I can hear it now – the bullhorn in the traffic circle; – ‘Hark, motorists! Every which way around you is a trap into the pockets of desperate police divisions! Let every man and woman know their right to drive is prohibited by a machine barely passable as any policeman!’ There is no better a time to resist than now. They gaze upon us like the snipers of a warzone, but we must put aside fear of prosecution and fight for the right. The most effective problem-solver would be a small firearm, a paintball gun most preferably, which in one merciful shot can dispense years of potential accidents cameras continue to cause. In more liberal states that outlaw weapons altogether, rest assured, there are always more options to combat our common enemy. Clever citizens in New Jersey have resolved to tape over lenses, or use spray paint to render them useless until some unfortunate public service agent has to clean them up. Perhaps a weekly night-time strikeforce can be assembled from distraught motorists – running on utmost conviction to destroy as many of the machines as humanely possible, waiting for them to be repaired, and to repeat until enemy police surrender the area or just give up entirely. It will require conviction, and constant disobeyance to accomplish this feat. It may seem not much more typical than what common thugs would commit, but with some sophistication within it I assure you that we can wipe out the machines from block to block with rigid stance until there are no more to irritate us at every turn or stop. Petty squabbles with police who only enforce their paychecks rather than what is morally right will surely follow, but think of men like Martin Luther King Jr. who went to prison for protesting peacefully against a system of segregation. We are no different in this day and age, only we are now battling the apparatus of the common fine.
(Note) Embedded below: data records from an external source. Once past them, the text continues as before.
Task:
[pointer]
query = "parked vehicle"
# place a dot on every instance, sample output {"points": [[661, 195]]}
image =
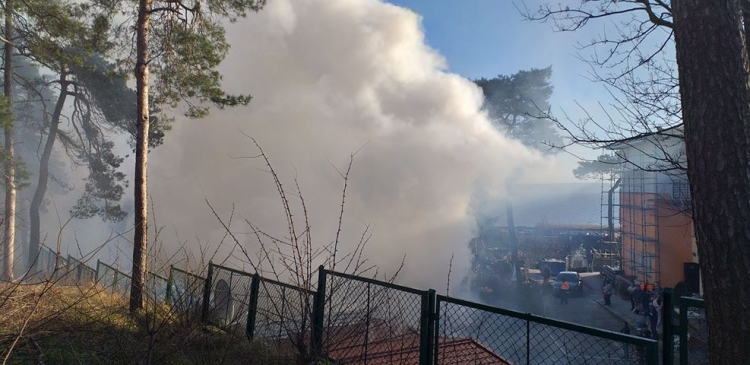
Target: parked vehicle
{"points": [[573, 279]]}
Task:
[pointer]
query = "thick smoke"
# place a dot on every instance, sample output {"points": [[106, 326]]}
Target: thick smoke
{"points": [[331, 78]]}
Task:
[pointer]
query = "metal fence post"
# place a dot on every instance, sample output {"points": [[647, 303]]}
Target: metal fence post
{"points": [[652, 353], [436, 332], [98, 263], [168, 294], [252, 306], [318, 314], [115, 280], [207, 292], [667, 310], [426, 331], [683, 333], [528, 339]]}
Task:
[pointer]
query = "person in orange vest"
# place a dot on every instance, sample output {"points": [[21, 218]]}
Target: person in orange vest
{"points": [[564, 289]]}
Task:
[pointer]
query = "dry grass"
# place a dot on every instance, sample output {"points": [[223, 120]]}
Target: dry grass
{"points": [[84, 324]]}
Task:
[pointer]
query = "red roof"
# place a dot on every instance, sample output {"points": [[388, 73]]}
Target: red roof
{"points": [[404, 349]]}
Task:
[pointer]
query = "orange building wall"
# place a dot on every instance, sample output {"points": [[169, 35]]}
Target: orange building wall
{"points": [[644, 219], [676, 243]]}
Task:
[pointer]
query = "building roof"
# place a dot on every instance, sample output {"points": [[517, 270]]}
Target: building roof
{"points": [[404, 350], [674, 131]]}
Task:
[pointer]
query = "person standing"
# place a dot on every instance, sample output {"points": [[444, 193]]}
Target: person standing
{"points": [[631, 292], [607, 291], [564, 289], [625, 346], [546, 273]]}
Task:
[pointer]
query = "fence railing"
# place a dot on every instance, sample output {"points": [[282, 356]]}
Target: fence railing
{"points": [[471, 333], [353, 319], [693, 332], [363, 319], [185, 293], [280, 314]]}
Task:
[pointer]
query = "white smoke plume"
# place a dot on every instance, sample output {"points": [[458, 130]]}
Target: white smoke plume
{"points": [[330, 78]]}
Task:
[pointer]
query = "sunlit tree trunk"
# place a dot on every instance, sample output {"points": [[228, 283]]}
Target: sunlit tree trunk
{"points": [[713, 73], [9, 236], [140, 241], [41, 188]]}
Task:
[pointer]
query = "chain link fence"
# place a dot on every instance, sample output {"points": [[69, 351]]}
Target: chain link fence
{"points": [[281, 316], [185, 293], [79, 272], [229, 298], [358, 320], [112, 279], [471, 333], [369, 321], [693, 332], [156, 287], [50, 265]]}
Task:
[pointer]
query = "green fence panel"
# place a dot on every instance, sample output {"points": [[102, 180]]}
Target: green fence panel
{"points": [[367, 319], [471, 333], [228, 298], [693, 332], [156, 287], [186, 293], [283, 316]]}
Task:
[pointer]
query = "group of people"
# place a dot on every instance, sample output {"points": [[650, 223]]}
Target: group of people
{"points": [[646, 300]]}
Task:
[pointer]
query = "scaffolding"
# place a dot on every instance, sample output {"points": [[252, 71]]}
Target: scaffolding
{"points": [[630, 215]]}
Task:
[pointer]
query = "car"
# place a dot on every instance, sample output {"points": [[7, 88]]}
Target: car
{"points": [[573, 279]]}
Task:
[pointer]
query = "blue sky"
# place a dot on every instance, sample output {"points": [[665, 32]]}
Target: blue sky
{"points": [[484, 38]]}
Who is more the victim, the police officers who refuse to do the job they’ve been so good at for decades once they have to get back to work finally, or the drivers who will potentially take human life only in fear of weapons of the psych? These tools aren’t necessary for society, and we are giving up our rights to let them control our brakes and lights. We should not let ourselves be enslaved to prying eyes who sift through our wallets for every mishap we make. We are human, after all, and understanding that could be the first step to a better tomorrow – one without flickering lights over our windshields and in our eyes if we make that fatal error at the intersection.